5. Section 3.2 is better retitled as “Virtual screening and initial hit evaluation”.

Reply: According to the reviewer’s suggestion, we have retitled section 3.2.

6. Section 3.4 is not really a molecular docking study, but a “Structural analysis of the binding of hit molecules to HK-II” and should be retitled as such. Further, this section should be extended/revised in several ways: Both hit molecules identified from this study should be examined here. At a minimum, the molecule co-crystallised with HK-II should be examined here, and the interactions made by this and the hit molecules from this study compared.

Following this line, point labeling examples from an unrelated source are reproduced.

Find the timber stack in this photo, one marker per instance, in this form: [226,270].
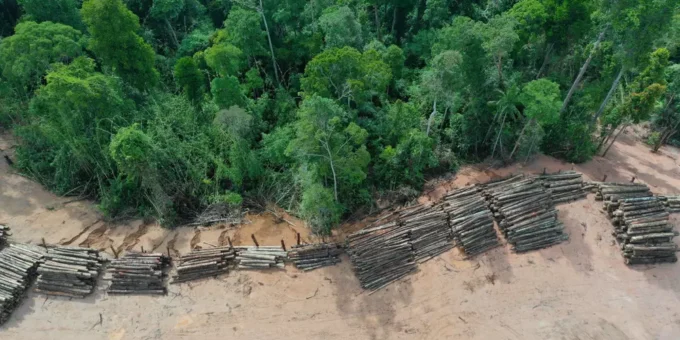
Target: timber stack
[613,193]
[69,271]
[381,254]
[429,232]
[471,220]
[672,203]
[202,263]
[260,257]
[312,256]
[525,213]
[139,273]
[18,265]
[644,231]
[4,233]
[564,186]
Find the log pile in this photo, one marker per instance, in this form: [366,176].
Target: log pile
[525,213]
[672,203]
[139,273]
[644,231]
[312,256]
[381,254]
[471,220]
[564,186]
[202,263]
[260,257]
[69,271]
[429,232]
[18,264]
[4,233]
[613,193]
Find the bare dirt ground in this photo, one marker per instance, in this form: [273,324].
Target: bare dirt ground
[577,290]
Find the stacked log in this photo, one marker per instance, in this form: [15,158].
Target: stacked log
[139,273]
[613,193]
[381,254]
[525,213]
[312,256]
[471,220]
[69,271]
[18,264]
[429,232]
[672,203]
[644,231]
[262,257]
[202,263]
[564,186]
[4,234]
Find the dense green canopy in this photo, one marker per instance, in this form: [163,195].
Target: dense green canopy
[322,107]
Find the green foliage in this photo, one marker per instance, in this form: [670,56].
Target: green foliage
[226,92]
[189,78]
[114,40]
[57,11]
[26,56]
[225,59]
[340,28]
[318,106]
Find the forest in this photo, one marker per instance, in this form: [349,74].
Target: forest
[165,108]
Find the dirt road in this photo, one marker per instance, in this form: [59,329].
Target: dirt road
[577,290]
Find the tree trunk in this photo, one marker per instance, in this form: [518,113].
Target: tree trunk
[172,33]
[614,140]
[545,60]
[606,99]
[394,21]
[271,46]
[521,134]
[377,22]
[578,79]
[429,120]
[335,177]
[500,131]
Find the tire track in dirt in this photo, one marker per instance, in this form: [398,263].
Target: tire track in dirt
[94,237]
[196,239]
[132,239]
[81,233]
[171,245]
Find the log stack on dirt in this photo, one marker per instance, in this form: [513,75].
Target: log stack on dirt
[18,265]
[4,234]
[471,220]
[644,231]
[613,193]
[139,273]
[312,256]
[260,257]
[672,203]
[429,232]
[381,254]
[202,263]
[525,213]
[564,186]
[69,271]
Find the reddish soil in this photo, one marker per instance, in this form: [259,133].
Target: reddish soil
[577,290]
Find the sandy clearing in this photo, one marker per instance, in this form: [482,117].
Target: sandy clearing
[577,290]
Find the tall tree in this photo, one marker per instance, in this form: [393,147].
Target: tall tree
[114,40]
[26,56]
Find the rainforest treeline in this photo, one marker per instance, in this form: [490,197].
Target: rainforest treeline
[162,108]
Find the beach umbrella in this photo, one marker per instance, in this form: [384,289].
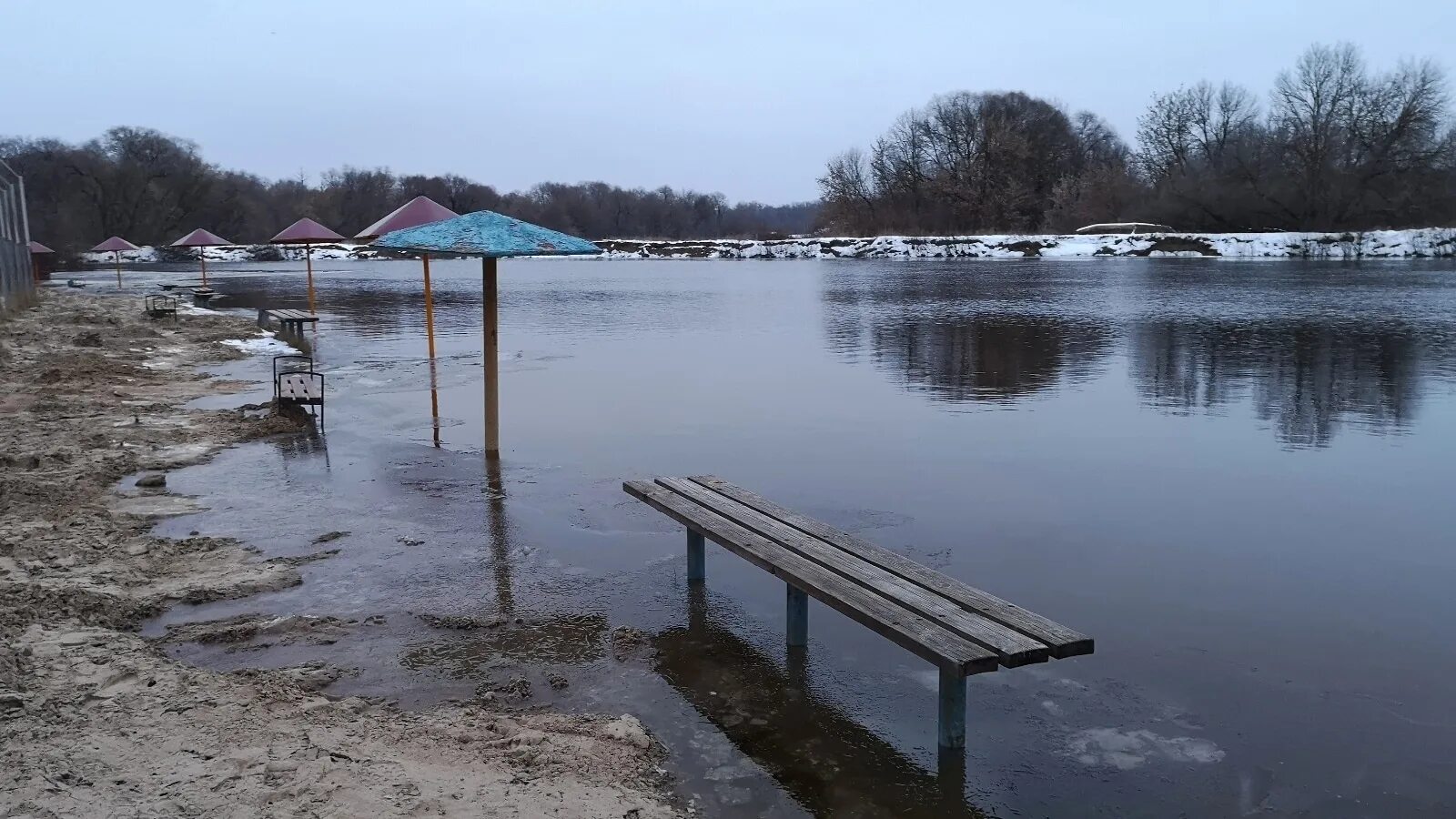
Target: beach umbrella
[35,251]
[306,232]
[420,210]
[116,245]
[491,237]
[201,239]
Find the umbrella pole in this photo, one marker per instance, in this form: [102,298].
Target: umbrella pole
[308,259]
[430,309]
[492,360]
[434,401]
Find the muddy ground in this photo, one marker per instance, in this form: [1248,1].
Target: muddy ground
[96,720]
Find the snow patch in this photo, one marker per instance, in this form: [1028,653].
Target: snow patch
[266,344]
[1132,749]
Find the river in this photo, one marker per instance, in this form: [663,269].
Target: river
[1235,475]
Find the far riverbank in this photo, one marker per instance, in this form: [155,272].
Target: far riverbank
[1423,242]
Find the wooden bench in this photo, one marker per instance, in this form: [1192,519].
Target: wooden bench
[159,307]
[288,321]
[960,629]
[298,387]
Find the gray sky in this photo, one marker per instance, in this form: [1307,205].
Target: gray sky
[747,98]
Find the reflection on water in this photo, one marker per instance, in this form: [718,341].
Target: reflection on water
[1127,484]
[827,761]
[1299,375]
[1302,366]
[956,346]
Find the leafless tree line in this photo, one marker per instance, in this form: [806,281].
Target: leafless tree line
[1336,147]
[150,188]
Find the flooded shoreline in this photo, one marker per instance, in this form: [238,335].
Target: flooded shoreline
[95,717]
[1191,460]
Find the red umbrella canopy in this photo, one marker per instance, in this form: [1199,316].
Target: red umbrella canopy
[114,244]
[420,210]
[305,232]
[200,239]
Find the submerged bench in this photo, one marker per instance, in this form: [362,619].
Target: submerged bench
[288,321]
[298,387]
[159,307]
[960,629]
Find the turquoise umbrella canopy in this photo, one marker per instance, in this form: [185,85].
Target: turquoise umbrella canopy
[487,234]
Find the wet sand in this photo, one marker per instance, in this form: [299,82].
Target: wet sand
[95,719]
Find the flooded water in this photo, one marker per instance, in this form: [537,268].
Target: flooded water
[1235,475]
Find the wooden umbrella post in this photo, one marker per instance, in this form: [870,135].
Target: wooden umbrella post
[434,402]
[308,259]
[492,359]
[430,309]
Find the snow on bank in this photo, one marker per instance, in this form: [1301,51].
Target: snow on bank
[1380,244]
[266,344]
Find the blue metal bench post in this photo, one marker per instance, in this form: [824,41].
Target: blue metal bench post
[798,610]
[953,709]
[696,557]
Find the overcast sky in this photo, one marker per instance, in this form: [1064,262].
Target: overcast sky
[747,98]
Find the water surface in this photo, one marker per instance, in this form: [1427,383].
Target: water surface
[1234,474]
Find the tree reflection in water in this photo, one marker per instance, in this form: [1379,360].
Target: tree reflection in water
[1300,376]
[958,339]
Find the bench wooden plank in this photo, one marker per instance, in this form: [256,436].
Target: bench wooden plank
[900,625]
[1063,642]
[288,317]
[1012,647]
[298,388]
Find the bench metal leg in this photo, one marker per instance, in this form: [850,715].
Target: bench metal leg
[798,630]
[696,560]
[953,709]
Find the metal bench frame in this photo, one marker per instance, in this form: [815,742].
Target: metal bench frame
[960,629]
[310,375]
[157,307]
[288,321]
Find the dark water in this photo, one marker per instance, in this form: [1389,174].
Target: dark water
[1235,475]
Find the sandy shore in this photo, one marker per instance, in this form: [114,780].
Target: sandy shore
[96,720]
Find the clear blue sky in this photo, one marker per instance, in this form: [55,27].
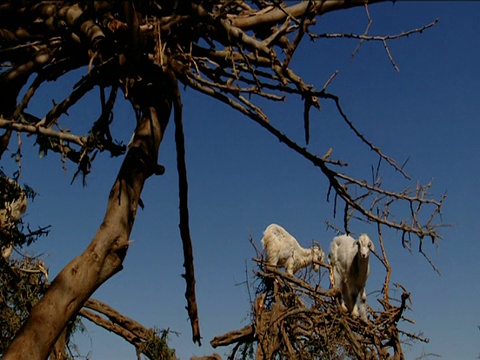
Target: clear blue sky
[241,179]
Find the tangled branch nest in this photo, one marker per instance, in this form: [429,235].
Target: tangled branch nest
[295,318]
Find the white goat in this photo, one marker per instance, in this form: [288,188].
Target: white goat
[284,250]
[350,261]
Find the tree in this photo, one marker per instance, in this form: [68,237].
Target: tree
[236,52]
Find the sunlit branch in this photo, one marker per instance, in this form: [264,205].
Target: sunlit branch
[32,129]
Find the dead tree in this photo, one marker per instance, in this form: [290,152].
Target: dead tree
[297,319]
[236,52]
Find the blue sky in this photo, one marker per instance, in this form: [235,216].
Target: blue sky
[241,179]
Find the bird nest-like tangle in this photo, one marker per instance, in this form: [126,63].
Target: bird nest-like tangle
[293,318]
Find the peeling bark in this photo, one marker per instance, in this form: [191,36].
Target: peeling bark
[104,256]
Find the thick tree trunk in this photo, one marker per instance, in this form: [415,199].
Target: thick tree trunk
[104,256]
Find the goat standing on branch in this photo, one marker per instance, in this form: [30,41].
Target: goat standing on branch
[284,250]
[349,259]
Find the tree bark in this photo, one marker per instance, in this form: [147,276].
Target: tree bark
[104,256]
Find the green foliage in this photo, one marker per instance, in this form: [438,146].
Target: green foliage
[22,283]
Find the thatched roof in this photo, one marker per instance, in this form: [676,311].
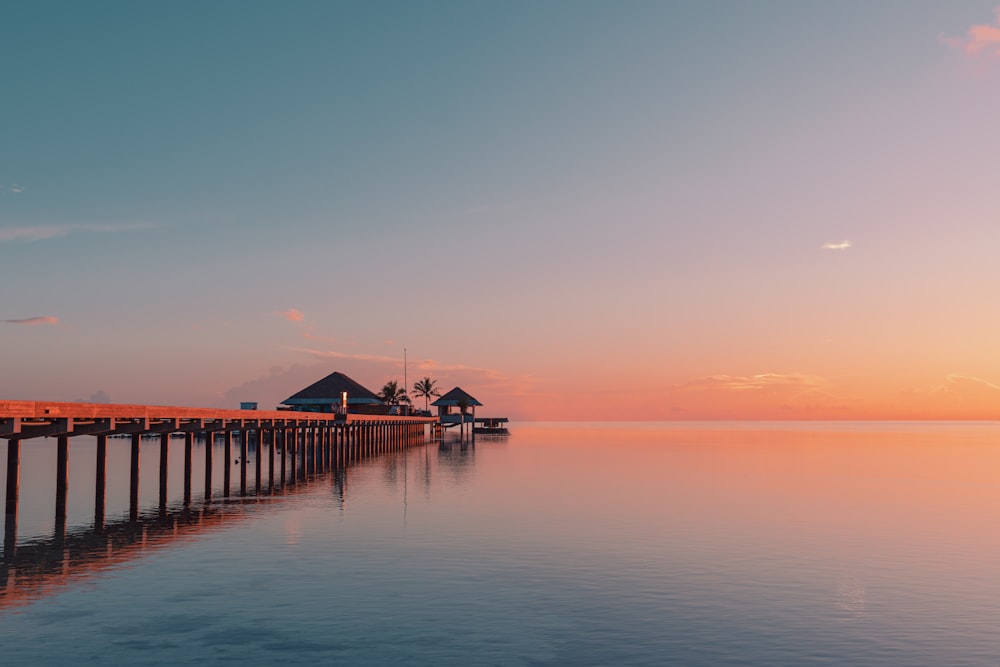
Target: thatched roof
[329,389]
[454,396]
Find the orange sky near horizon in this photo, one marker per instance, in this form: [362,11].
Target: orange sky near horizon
[576,211]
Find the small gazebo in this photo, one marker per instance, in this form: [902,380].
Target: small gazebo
[327,395]
[456,398]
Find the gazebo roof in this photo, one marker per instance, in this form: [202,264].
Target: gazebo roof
[454,396]
[329,389]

If other molecules have been co-crystallised with HK-II, they should also be examined and compared here.

Reply: Thanks for the reviewer’s comments. We have retitled section 3.4 and supplemented the structural analysis of the binding of the hit molecule identified to HK-II.

7. It is stated that “the hydrogen bonding plays a leading role in the stable binding of the receptor to the ligand”, but it is not actually possible to infer this from merely structural examination – however, it may be possible to infer this from either/both of the Glide scoring results and the Prime MMGBSA results. The authors should support this statement by examining how the hydrogen bonding/electrostatics components are contributing to the overall Glide Energy (specifically, does Glide Ecoul account for a large percentage contribution to Glide Energy?) and/or Prime MMGBSA energy (specifically, is MMGBSA dG Bind Coulomb + MMGBSA dG Bind GB negative, and if so, does that sum account for a large percentage contribution to MMGBSA dG Bind?). 

Reply: According to the reviewer’s suggestion, we have supplemented the number of Hydrogen bond and the Prime MMGBSA results and reorganized Table 1 and 2.

 

 

 

We thank you for handling the manuscript, and your helpful comments, both of which have greatly improved the quality of the manuscript. Having answered these queries, we now expect that the revised manuscript may be considered for publication.

Author Response File: Author Response.pdf

Round 2

Reviewer 2 Report

Thank you, comments have been satisfactorily addressed.

Please review English/spelling in additions (e.g., section 2.1, "structural motives" likely should be be "structural motifs").